- Mothala Location in Gujarat, India Mothala Mothala (India)
- Coordinates: 23°12′41″N 069°07′59″E﻿ / ﻿23.21139°N 69.13306°E
- Country: India
- State: Gujarat
- District: Kutch
- Taluka: Abdasa

Population (2001)
- • Total: 3,443
- Time zone: UTC+5:30 (IST)
- Vehicle registration: GJ-
- Lok Sabha constituency: Kachchh
- Vidhan Sabha constituency: Abdasa
- Website: gujaratindia.com

= Mothala, Gujarat =

Mothala is a panchayat village in Gujarat, India. Administratively it is under Abdasa Taluka, Kutch District, Gujarat. Mothala is 23 km by road northeast of the village of Kothara, and 33 km by road southwest of the village of Nakhatrana.

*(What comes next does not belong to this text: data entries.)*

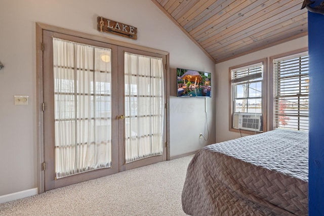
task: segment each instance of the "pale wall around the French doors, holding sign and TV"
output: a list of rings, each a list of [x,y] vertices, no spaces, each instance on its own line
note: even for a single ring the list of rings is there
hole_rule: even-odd
[[[169,52],[171,156],[215,142],[215,94],[207,101],[208,142],[198,139],[205,131],[204,99],[175,97],[176,67],[214,72],[215,64],[150,0],[0,0],[0,5],[5,65],[0,70],[0,196],[37,187],[35,22]],[[97,16],[137,27],[138,39],[98,32]],[[28,95],[29,105],[14,105],[14,95]]]

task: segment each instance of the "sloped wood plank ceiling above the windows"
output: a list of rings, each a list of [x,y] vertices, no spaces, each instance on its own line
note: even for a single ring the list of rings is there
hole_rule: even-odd
[[[151,1],[215,63],[307,35],[303,0]]]

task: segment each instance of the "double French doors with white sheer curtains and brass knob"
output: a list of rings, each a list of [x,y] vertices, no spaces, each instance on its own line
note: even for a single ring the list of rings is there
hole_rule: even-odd
[[[166,56],[43,30],[44,190],[166,160]]]

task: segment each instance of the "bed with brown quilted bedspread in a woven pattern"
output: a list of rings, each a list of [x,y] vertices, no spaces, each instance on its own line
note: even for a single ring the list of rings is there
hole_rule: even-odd
[[[190,161],[189,215],[307,215],[308,133],[275,129],[212,144]]]

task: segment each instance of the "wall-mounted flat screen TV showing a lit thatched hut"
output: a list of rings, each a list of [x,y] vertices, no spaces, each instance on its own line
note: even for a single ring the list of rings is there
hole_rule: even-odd
[[[177,96],[211,98],[211,76],[209,72],[177,68]]]

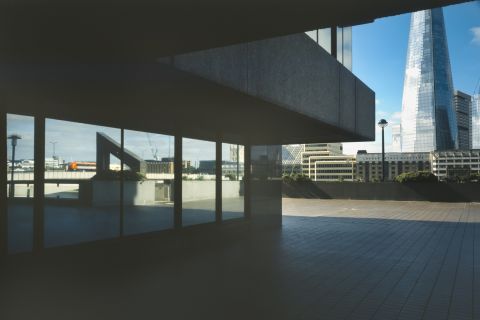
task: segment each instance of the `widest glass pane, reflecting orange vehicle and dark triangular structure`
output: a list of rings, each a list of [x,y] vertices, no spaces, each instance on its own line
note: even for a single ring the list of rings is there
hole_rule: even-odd
[[[119,129],[46,119],[46,247],[119,235],[119,155]]]

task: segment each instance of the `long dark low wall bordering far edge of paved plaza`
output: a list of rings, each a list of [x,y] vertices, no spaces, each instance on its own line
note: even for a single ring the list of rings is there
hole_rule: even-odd
[[[480,183],[349,183],[283,184],[291,198],[480,202]]]

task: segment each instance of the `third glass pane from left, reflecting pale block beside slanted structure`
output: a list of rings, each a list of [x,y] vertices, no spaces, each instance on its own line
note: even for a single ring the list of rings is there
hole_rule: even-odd
[[[124,234],[173,228],[174,137],[124,134]]]

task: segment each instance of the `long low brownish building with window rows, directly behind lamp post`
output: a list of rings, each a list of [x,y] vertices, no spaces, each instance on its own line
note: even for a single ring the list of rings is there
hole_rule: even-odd
[[[356,179],[374,182],[382,179],[382,154],[359,151],[356,157]],[[385,181],[392,181],[404,172],[430,171],[428,152],[385,153]]]

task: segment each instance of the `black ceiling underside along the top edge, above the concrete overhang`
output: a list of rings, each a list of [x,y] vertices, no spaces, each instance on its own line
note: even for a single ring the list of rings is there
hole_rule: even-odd
[[[0,0],[0,62],[152,62],[463,0]]]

Mothala is located on the rail line from Bhuj to Naliya; formerly military only, it now carries commercial freight and passengers, and is scheduled to be upgraded from metre to broad gauge.

== Demographics ==
In the 2001 census, the village of Mothala had 3,443 inhabitants, with 1,722 males (50.0%) and 1,721 females (50.0%), for a gender ratio of 999 females per thousand males.